For the Inverness-based surveying company, acquiring the unmanned aircraft system (UAS) has allowed them to diversify their business offering – from the scale and complexity of projects they are involved in, to the industries in which they operate.
Established in 1989, Caintech was initially involved with quantity surveying but for the past nine years has shifted to being predominately involved with land surveying – carrying out topographic, bathymetric and laser scan surveys.
In 2014, the firm decided to expand its capabilities so that it could undertake more detailed surveys over wider areas. Tim Riome, chief pilot at Caintech, was responsible for choosing a suitable aerial mapping system for the firm and, with an aviation background, had strict requirements for a robust and reliable vehicle.
“Our surveying teams were using terrestrial laser scanning and photogrammetry to image capture across some of the UK’s most remote locations,” said Mr Riome. “Information was gathered from multiple setups and merged into a single dataset during processing. This required pre-surveyed ground control points which restricted the areas we could cover.”
The harsh conditions of the Scottish Highlands were a key issue for the company’s survey teams, often casting limitations on the scale of their work. Teams were spending weeks in the field, working across tough terrain and in extreme weather.

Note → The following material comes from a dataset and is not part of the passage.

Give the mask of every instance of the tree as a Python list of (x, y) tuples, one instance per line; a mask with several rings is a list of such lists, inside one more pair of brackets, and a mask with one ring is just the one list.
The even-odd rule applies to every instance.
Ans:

“We needed a solution that was durable enough to overcome the limitations of the hostile environment while decreasing the time the team spent on the ground,” said Mr Riome.
Caintech chose the Sirius Pro aerial mapping system from Topcon as it can create aerial maps and digital terrain models while being fully operational in constant wind speeds up to 50kmph, gusts up to 65kmph and even in the rain.
The Sirius Pro surveys to a high degree of accuracy across demanding areas while its built-in navigation system (RTK GPS) eliminates the need for ground control points, making it ideal for challenging projects like those undertaken by Caintech.
“From an aviation point of view, we found that the Topcon Sirius Pro was the most robust system out there, offering the most stable and steady platform with high quality imagery, zero vibration and steady landing,” added Mr Riome.
One of the firm’s most notable surveys using the Sirius Pro has been for a new cable track over a Scottish mountain at elevations over 860m. Jim Main, managing director at Caintech, explains: “It required the UAS to travel at an altitude of around 1km above sea level to survey the mountainous regions. With the Topcon Sirius Pro, we can now take on all the projects we are approached to undertake and can offer competitive prices as we have the technology and, therefore, the capacity”.
Since gaining the Sirius Pro, Caintech has widened the business’ offering to include wind farms, power lines and quarries – all of which cover vast areas.
Mr Riome concluded: “By introducing the Sirius Pro to Caintech, we no longer need to expose our staff for long periods of time to hostile and possibly dangerous locations. Large projects which previously demanded two or three survey teams working on site for a few weeks now require just one operator in the field for a maximum of four to five days.
“Not only has the Sirius Pro led to huge safety benefits for our staff, but it has improved cost and time efficiencies too. As the business continues to expand exponentially, we are looking to purchase more Sirius Pro’s and to recruit more operators.”